Assembling and Tying the Pumpkin Boules:
- Cut and Prepare the Twine: Cut 12 pieces of cooking twine(4 for each loaf), each 24 inches long. Use a high quality cotton cooking string. Coat them well with flour or rub them generously with coconut oil (flour worked better for me).
- Arrange the Twine: Lightly flour the dough in the proofing bowl before arranging the twine. For each boule, use four pieces of twine: Lay the first piece over the top of the dough. Lay the second piece over the first in a cross pattern. Lay the third and fourth pieces diagonally over the first two to create a star-shaped pattern. Make sure you have equal sections of dough between the pieces of kitchen twine.

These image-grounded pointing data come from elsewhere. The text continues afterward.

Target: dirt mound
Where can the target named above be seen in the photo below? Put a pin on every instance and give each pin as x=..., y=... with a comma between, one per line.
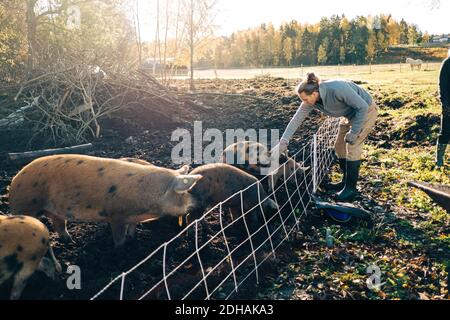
x=231, y=108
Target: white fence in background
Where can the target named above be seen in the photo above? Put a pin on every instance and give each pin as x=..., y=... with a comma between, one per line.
x=216, y=255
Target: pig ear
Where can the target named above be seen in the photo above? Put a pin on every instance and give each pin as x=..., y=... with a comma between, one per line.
x=301, y=167
x=271, y=204
x=185, y=183
x=184, y=170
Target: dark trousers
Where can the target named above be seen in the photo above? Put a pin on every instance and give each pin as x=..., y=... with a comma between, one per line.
x=444, y=135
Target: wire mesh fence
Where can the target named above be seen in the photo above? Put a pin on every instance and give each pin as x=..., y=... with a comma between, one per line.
x=217, y=254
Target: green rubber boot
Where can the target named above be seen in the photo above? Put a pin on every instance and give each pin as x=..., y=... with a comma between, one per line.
x=339, y=185
x=440, y=154
x=350, y=192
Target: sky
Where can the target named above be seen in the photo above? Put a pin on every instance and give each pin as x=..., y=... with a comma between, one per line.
x=232, y=15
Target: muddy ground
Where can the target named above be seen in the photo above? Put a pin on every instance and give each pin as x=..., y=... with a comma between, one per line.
x=259, y=104
x=228, y=104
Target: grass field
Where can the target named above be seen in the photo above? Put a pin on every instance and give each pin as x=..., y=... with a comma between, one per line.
x=411, y=242
x=325, y=71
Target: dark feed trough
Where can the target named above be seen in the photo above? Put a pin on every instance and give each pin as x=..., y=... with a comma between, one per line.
x=439, y=193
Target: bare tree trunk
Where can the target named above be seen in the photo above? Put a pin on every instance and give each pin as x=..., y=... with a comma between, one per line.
x=156, y=38
x=138, y=33
x=191, y=36
x=165, y=41
x=31, y=35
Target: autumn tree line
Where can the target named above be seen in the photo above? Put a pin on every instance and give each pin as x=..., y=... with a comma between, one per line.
x=335, y=40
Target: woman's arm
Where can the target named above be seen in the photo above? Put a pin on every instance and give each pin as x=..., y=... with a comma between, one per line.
x=295, y=122
x=351, y=98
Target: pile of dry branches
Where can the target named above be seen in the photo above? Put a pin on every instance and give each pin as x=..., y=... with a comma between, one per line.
x=68, y=104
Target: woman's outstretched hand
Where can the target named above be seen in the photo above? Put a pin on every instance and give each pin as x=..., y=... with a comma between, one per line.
x=280, y=148
x=351, y=137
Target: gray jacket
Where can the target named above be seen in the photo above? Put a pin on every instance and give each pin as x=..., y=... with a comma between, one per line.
x=341, y=98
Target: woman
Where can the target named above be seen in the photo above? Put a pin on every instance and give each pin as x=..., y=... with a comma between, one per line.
x=337, y=98
x=444, y=90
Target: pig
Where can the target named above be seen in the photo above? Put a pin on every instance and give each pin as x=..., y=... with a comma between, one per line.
x=92, y=189
x=221, y=181
x=24, y=241
x=183, y=170
x=252, y=157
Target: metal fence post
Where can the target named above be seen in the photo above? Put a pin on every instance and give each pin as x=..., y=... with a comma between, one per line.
x=315, y=164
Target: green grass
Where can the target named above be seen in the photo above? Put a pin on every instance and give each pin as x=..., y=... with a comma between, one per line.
x=410, y=242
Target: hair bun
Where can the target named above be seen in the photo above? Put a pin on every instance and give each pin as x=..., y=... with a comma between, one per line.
x=311, y=78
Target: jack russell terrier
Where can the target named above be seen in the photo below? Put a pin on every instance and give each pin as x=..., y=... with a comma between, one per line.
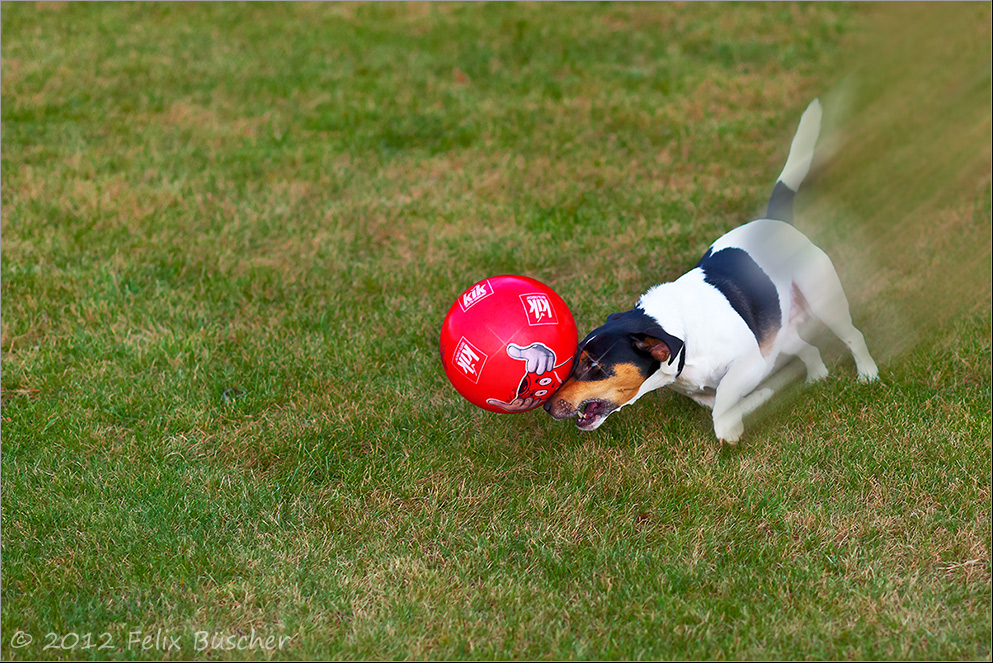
x=714, y=333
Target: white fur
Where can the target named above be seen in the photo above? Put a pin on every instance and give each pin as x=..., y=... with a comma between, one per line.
x=724, y=363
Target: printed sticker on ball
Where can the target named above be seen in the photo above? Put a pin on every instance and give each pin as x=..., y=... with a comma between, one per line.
x=539, y=309
x=475, y=294
x=469, y=359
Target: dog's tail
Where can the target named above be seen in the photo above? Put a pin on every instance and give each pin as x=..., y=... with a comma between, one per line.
x=797, y=164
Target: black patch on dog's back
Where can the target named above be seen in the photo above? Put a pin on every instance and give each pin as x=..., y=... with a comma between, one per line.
x=747, y=288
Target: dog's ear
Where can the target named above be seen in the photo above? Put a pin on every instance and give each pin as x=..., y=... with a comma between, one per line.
x=613, y=316
x=653, y=346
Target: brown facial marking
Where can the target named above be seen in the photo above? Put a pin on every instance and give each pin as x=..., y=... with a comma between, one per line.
x=617, y=389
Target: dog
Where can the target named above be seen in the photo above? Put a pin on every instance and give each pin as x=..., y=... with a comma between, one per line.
x=714, y=334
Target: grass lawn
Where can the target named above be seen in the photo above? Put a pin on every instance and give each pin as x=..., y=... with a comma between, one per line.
x=230, y=234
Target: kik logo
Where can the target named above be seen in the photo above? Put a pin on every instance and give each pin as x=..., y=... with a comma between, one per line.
x=475, y=294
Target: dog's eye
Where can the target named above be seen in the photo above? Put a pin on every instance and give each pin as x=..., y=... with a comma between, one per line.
x=589, y=368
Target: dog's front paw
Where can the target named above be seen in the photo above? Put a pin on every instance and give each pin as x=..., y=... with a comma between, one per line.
x=728, y=428
x=868, y=373
x=816, y=373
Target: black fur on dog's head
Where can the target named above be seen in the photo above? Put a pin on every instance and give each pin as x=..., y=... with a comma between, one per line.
x=611, y=365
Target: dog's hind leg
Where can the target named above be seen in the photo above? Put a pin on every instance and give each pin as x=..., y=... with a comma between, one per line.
x=808, y=354
x=821, y=287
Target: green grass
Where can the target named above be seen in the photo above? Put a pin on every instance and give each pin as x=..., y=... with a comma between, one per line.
x=230, y=234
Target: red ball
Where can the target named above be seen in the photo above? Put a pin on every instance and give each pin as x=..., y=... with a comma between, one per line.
x=508, y=343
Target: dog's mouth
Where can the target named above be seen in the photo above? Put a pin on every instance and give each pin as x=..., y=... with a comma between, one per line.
x=591, y=413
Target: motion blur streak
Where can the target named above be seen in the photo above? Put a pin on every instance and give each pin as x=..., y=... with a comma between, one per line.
x=901, y=199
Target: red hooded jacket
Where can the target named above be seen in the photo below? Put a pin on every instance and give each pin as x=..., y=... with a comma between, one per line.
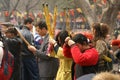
x=88, y=58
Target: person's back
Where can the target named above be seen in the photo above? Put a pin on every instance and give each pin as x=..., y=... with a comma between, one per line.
x=65, y=64
x=14, y=46
x=48, y=66
x=106, y=76
x=101, y=46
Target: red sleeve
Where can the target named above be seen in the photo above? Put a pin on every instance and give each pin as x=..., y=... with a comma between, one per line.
x=115, y=42
x=88, y=58
x=66, y=51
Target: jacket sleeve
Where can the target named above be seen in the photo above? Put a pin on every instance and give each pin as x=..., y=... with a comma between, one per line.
x=88, y=58
x=66, y=51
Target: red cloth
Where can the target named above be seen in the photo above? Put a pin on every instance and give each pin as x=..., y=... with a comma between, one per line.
x=10, y=67
x=115, y=42
x=87, y=58
x=66, y=51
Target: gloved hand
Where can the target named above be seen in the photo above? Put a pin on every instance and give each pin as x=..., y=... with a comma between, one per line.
x=52, y=41
x=69, y=41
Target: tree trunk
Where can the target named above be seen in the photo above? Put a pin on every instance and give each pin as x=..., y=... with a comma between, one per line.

- Flip the Dough and Tie: Place a large piece of parchment paper over the arranged twine and proofing bowl. Hold the edges tightly, then flip the bowl over so the dough rests on top of the twine. Remove the bowl. Tie the ends of each piece of twine at the top of the dough, ensuring the twine is snug but not too tight (it should press lightly into the dough to make a slight indentation but should not squeeze the dough). On the last piece, wrap it around the others to secure the knot.
Scoring and Baking the Boules
- Score the Dough: Using a bread lame, score each section of your "pumpkin." A simple vertical line down the middle of each section works well.
- Transfer to Dutch Ovens: Carefully transfer each boule into the hot Dutch oven(s) by lifting the unbaked sourdough "pumpkin" with the parchment paper. Tuck the twine ends into the Dutch oven to reduce the risk of burning. Place the top onto the Dutch oven.
- Bake the Boules: Place the covered Dutch oven(s) into the oven and immediately reduce the oven temperature to 475°F (246°C). Bake for 18 minutes.
- After the first part of the bake, carefully open the Dutch oven(s), take out the partially baked loaf, and place the bread directly on the oven rack. Reduce the oven temperature to 450°F (232°C) and bake for an additional 15 minutes.
Finishing Touches
- Cool and Remove the Twine: Allow the loaves to cool for 5–15 minutes. Once they are cool enough to handle, cut each string and carefully remove the twine from the bread.
- Let the loaves cool on a cooling rack for at least 30 minutes before cutting for best results.
- Add the Pumpkin Stem: For a fun finishing touch, add a stem to your pumpkin boule. You can use a cinnamon stick, toasted almond, or anything else you have available that resembles a stem.